Wie auch immer die Sache heute ausgeht – unabhängig davon sind die Auswirkungen für die gewerkschaftliche Sache desaströs. Wenn man – wie es die Spitze der Organisation will – dem Schlichterspruch zustimmt, dann werden sich viele Aktive enttäuscht abwenden und sicher werden auch viele, die während des Streiks eingetreten sind, die Gewerkschaft wieder verlassen. Auf der anderen Seite wird eine Wiederaufnahme des Arbeitskampfes tatsächlich sehr schwierig bis unmöglich sein, nachdem man die Bewegung, die sich vor Ort im Streik entfaltet hat, abrupt ab- bzw. ausgebremst hat durch die mehrwöchige Abkühlphase über die Mitgliederbefragung, die natürlich auch deshalb so lange angelegt war, um die Leute am Ende dann doch wieder auf Linie zu bekommen.

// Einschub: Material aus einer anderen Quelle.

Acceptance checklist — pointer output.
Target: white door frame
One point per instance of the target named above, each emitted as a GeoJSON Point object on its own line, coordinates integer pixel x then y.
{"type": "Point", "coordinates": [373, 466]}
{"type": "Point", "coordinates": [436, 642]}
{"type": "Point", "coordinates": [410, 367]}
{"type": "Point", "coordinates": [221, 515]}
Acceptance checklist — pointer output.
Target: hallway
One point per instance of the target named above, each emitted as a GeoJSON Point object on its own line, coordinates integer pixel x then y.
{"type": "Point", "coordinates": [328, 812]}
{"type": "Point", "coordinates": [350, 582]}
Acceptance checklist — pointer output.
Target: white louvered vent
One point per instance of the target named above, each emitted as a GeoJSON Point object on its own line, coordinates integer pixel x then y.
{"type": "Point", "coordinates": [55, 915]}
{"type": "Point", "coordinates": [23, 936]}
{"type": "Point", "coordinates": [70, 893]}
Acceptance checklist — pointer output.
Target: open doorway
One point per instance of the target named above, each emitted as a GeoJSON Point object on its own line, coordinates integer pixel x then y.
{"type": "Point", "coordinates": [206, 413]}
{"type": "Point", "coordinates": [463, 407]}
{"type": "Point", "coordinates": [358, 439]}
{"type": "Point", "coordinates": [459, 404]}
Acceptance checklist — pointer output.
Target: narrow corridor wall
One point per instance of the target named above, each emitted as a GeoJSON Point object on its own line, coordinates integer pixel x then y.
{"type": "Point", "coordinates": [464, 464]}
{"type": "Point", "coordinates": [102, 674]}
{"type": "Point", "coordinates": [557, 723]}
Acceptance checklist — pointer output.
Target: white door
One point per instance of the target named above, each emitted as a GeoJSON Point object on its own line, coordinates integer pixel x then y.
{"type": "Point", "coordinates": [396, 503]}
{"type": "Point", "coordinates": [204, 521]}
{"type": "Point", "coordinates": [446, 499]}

Was folgt daraus? Zum einen sicherlich die Notwendigkeit einer gewerkschaftsinternen offenen und kritischen Analyse der offensichtlichen Fehler in den vergangenen Monaten. Zum anderen – auch wenn das jetzt sicher manche nicht gerne hören möchten – sollte sich jede echte politische Führungskraft immer fragen, wann es an der Zeit ist, Verantwortung für schlechte Ergebnisse und Niederlagen zu übernehmen. Allerdings beabsichtigt Frank Bisirske, auf dem demnächst anstehenden Gewerkschaftstag von Verdi erneut als Vorsitzender zu kandidieren und sich wählen zu lassen für eine weitere Amtszeit. Unabhängig von der hier nur am Rande angemerkten Tatsache, dass er dann das Renteneintrittsalter, für das Verdi ansonsten so vehement kämpft, überschreiten wird bei einer Wiederwahl – man muss schon die Frage stellen, warum nicht wenigstens einmal in Betracht gezogen wird, dass es nach zwei derart schlechten Ergebnissen von Arbeitskämpfen gute Gründe geben könnte, den Vorsitzenden dahin zu schicken, wohin viele Arbeitnehmer gerne möchten: in den Ruhestand.

Nachtrag: Mittlerweile sind die Abstimmungsergebnisse der befragten Mitglieder der beiden Gewerkschaften veröffentlicht worden: Ver.di-Basis lehnt Schlichterspruch ab: »Insgesamt lehnten 69,13 Prozent der Ver.di-Mitglieder im Sozial- und Erziehungsdienst den Schlichterspruch ab« und von der GEW wird gemeldet: Mitgliederbefragung abgeschlossen: Enttäuschung, Wut und Realismus: »31,2 Prozent der befragten GEW-Mitglieder wollen den Schlichterspruch annehmen, 68,8 Prozent sprechen sich dagegen aus.«

Interessant in diesem Zusammenhang der Hinweis auf das Dilemma mit den an sich sehr hohen Ablehnungswerten seitens der GEW-Mitglieder in der Pressemitteilung der Gewerkschaft: »Das von der Satzung geforderte Quorum für eine Urabstimmung – mindestens 75 Prozent müssen für den Streik stimmen – wurde klar verfehlt. Gleichzeitig lehnt eine deutliche Mehrheit der Abstimmenden das Verhandlungsergebnis ab. Jetzt müssen die GEW-Gremien das Ergebnis politisch bewerten und das weitere Vorgehen beraten.« Anders ausgedrückt: Der erforderliche hohe Anteilswert von 75 Prozent für einen Streik wurde nicht erreicht, auf der anderen Seite einen Tarifabschluss auf der Basis von fast 70 Prozent Ablehnung? Es wird spannend bleiben, wie die beiden Gewerkschaften mit dieser Gemengelage umgehen werden.